Archive for the ‘Genkii’ tag
secoNdlife problem
If you read our last post on the N-body problem and want to try your hand at playing around with simulations of this enduring problem, then this article from Wired Science may be music to your N=2 ears. A group of developers from virtual world developer Genkii and astrophysicists from the Meta Institute of Computational Astrophysics have put together a simulation tool using the open source OpenSim (an implementation of Linden Lab’s popular SecondLife virtual world engine) to run N-body problem simulations and aim to publish their results in the Journal of Virtual Worlds Research.
As to why the developers chose to use OpenSim (from their ArXiV pre-print):
“From the point of view of an astrophysicist dealing with gravitational N-body simulations, virtual worlds such as OpenSim are N-body simulators, with two extra features: a surprisingly elaborate graphics module, and a bug in the equations of motion. As to the latter: whereas objects should attract each other via Newton’s inverse-square law of gravity, objects in OpenSim fall straight down. However, that “bug” is easily fixed. We have done so, and we discuss our first results in this paper.”
The most interesting aspect of this work is not only that it was possible, but that, should virtual world administrators choose to allow it, these tools can be bundled into almost any virtual world running off an OpenSim compatible setup!
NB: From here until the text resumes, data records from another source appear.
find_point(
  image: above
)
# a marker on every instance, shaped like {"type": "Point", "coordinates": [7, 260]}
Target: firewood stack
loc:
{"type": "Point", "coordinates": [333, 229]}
We have modified the standard physics engine of OpenSim using a plugin. Server administrators can select to replace the standard physics engine with our plugin at server-initialization time, region by region … Though [the example above] shows only one avatar in view on a remote “desert island,” a similar simulation could, in principle, take place anywhere on an OpenSim grid, and any user present could collaborate to construct the initial conditions, discuss the outcome with other avatars, save data from the simulation, etc.
Now, the current simulation has a limit: it can only simulate up to 50 bodies – but I’d like to think of this as just one powerful example of how virtual world technology might be used in the future to power new types of simulations and empower scientists to collaborate over them.